# Les gets aires



## tyson1 (Oct 1, 2012)

Hi any one got any info on the aires at les gets hopefully be there aprox 27 dec 2013 for about 7 days thanks


----------



## rosalan (Aug 24, 2009)

8O 8O 8O 8O :? 

Fascinating.. never been to Les Gets.
Lacking the capitol letter caught me out for a moment.

Alan


----------



## tyson1 (Oct 1, 2012)

And


----------



## Mrplodd (Mar 4, 2008)

"All The Aires" might be of some assistance!!


----------



## boringfrog (Sep 22, 2006)

Aire

More


----------



## boringfrog (Sep 22, 2006)

Cette aire devient la plus chère à 150km à la ronde, sachant qu'il n'y a ni WC ni douches, ni éclairage. Stationnement 14€/ jour ou 50€ la semaine + taxe de séjour 0€90 /personne et par jour + les services. Tout pour décourager l'arrêt dans cette commune, dommage pour le commerce local. :wink:


----------



## barryd (May 9, 2008)

We were there in the summer. Didn't stop on the aire as there are some great wild spots up around and beyond Praz de lys (spelling?) just up the road. I think the aire is quite pricey and didnt look nothing special to me. I think it was about €12 plus extra for services but I would have a look on www.campingcar-infos.com for the latest update.

The resort is nice enough with plenty going on and the area around is stunning. We worked our way down from lake Leman to Annecy. It's all superb.


----------



## tyson1 (Oct 1, 2012)

Any one know the prices of the aires at les gets


----------



## trevd01 (Oct 26, 2007)

The aire in Les Gets doesn't have any facilities AFAIK (see post in French above)

Alternatives:

Les Marmottes

There's also a campsite at St Jean d' Aulps which is open all year round (camping Le Solery - its not in many guides and doesn't have a website - some details here: Le Solery on Google+).

We have stayed there.

The Aire in Morzine closed a couple of years ago.

Do you have winter tyres and/or snow chains?
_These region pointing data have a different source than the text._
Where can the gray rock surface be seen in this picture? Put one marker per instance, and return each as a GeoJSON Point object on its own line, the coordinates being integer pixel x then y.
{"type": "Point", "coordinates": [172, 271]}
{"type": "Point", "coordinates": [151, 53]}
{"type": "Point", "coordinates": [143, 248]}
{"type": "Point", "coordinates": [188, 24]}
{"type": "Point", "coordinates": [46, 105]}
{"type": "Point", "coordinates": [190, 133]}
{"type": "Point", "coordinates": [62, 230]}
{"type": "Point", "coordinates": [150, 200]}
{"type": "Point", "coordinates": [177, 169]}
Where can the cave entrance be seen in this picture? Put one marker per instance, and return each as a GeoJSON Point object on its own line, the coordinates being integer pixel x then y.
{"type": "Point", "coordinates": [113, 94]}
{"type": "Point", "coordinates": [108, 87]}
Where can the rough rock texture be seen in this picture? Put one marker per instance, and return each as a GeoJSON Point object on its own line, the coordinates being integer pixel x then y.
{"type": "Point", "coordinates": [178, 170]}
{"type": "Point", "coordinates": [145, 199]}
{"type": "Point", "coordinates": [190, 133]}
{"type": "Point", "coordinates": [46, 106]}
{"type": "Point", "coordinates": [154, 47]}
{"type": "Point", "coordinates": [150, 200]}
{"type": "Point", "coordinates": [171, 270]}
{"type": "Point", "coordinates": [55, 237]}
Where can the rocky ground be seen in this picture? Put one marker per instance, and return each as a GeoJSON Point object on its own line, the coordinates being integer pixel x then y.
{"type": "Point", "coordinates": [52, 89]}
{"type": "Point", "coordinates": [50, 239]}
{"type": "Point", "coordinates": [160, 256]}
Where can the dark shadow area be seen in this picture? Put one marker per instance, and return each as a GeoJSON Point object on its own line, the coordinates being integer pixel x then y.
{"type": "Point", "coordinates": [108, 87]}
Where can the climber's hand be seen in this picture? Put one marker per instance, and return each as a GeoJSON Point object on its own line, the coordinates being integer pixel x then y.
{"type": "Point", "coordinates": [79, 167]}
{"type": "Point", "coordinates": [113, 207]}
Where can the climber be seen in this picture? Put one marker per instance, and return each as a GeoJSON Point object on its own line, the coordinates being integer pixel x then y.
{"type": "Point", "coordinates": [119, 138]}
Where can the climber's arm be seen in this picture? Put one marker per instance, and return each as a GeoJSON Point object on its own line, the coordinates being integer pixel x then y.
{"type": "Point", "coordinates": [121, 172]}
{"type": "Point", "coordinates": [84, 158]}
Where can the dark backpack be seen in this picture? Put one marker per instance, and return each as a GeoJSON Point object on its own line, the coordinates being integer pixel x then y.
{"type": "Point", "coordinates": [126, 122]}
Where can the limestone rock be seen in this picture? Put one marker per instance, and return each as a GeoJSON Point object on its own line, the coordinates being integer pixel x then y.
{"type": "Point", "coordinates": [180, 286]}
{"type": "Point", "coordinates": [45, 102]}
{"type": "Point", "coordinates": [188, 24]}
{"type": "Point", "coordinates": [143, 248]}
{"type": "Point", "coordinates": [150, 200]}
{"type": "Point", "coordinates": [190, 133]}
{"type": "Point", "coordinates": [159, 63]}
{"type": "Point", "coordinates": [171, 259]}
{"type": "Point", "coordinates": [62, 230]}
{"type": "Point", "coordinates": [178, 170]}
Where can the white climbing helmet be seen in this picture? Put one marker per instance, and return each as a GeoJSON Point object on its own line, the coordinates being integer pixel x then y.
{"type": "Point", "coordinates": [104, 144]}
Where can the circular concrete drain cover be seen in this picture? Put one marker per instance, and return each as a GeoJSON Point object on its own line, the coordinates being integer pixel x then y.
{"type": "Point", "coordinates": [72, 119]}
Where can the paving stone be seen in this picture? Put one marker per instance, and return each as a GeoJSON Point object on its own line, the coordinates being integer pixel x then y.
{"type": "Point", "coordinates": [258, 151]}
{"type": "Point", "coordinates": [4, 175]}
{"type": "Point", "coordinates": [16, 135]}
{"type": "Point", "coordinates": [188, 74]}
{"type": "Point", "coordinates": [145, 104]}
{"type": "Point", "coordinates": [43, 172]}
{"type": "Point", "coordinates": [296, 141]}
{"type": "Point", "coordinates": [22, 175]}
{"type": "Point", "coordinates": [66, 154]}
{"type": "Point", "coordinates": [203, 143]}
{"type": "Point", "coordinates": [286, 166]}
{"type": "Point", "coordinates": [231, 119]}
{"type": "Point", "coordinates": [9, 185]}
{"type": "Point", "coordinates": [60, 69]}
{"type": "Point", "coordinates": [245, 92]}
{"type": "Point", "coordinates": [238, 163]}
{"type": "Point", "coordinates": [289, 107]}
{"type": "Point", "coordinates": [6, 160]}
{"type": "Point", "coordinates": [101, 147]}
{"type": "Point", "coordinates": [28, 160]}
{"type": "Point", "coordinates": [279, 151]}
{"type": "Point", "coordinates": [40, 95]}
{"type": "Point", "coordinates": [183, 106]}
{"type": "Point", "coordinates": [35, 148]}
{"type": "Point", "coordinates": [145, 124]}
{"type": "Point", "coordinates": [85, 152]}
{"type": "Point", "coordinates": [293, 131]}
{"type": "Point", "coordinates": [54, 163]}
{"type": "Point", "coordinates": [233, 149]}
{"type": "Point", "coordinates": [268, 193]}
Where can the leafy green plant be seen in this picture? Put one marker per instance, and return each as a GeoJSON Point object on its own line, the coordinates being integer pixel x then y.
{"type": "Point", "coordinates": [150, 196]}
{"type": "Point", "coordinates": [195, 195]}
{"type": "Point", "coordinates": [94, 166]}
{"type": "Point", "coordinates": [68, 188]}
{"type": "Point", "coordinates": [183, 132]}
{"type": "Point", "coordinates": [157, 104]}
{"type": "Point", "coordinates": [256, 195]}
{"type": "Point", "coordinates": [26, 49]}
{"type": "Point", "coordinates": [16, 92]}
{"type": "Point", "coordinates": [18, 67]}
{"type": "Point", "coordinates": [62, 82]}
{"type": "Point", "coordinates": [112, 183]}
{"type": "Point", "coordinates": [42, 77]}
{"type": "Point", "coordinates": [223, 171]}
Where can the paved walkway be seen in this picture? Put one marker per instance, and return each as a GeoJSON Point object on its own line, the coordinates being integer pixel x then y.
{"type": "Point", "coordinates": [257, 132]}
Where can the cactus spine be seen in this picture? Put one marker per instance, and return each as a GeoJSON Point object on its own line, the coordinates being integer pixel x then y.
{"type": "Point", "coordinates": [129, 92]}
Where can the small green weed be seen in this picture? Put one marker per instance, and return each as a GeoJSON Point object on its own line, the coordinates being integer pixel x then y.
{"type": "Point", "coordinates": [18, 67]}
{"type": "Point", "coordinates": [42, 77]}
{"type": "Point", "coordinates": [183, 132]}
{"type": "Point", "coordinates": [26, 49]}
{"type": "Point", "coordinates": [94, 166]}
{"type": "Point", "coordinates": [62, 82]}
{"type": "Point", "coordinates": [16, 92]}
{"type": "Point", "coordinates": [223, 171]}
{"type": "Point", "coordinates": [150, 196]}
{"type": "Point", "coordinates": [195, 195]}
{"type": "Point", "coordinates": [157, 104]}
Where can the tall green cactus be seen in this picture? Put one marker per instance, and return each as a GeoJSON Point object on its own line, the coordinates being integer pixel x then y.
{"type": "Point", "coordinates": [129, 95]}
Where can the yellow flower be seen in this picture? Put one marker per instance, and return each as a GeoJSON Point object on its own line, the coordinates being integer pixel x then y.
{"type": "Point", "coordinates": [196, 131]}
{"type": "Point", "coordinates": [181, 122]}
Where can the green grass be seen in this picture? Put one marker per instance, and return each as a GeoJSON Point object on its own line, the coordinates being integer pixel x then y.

Its c1,100 m at Les Gets and Morzine.


----------



## trevd01 (Oct 26, 2007)

barryd said:


> there are some great wild spots up around and beyond Praz de lys (spelling?) just up the road.


Not in December, though!

Many roads that you can drive in the summer don't exist in the winter (or if they do they are part of ski runs!)


----------



## barryd (May 9, 2008)

I'm pretty sure all the ones we stayed at will be open as they were near or at ski resorts. Maybe not though.


----------



## trevd01 (Oct 26, 2007)

barryd said:


> I'm pretty sure all the ones we stayed at will be open as they were near or at ski resorts. Maybe not though.


We have been there in December as well as the summer... 8)


----------



## tyson1 (Oct 1, 2012)

Yip I have both


----------



## GROUNDHOG (Mar 7, 2006)

only been there in the Summer but the big aire by the ski lift was closed ( we were moved on by the Police), there is a small aire in town where we didn't pay anything but it was absolutely packed.

Agree with Barry - stunning place!


----------



## trevd01 (Oct 26, 2007)

This is the parking at Ardent, last February.


----------



## cypsygal (Dec 19, 2009)

The link on boringfrog's post suggests that u can empty the necessary stuff and take on water. I would think that if u r contemplating skiing you will have /will buy a genny?

Having skied several time at Les Gets, from the lift next to this aire, I'd say it's as good as u will get. Right next to lift ( Perrieres) ski hire directly opposite ( over the bridge) it's a short walk to the main town, not too high an altitude - but reached -29 when we were there last!!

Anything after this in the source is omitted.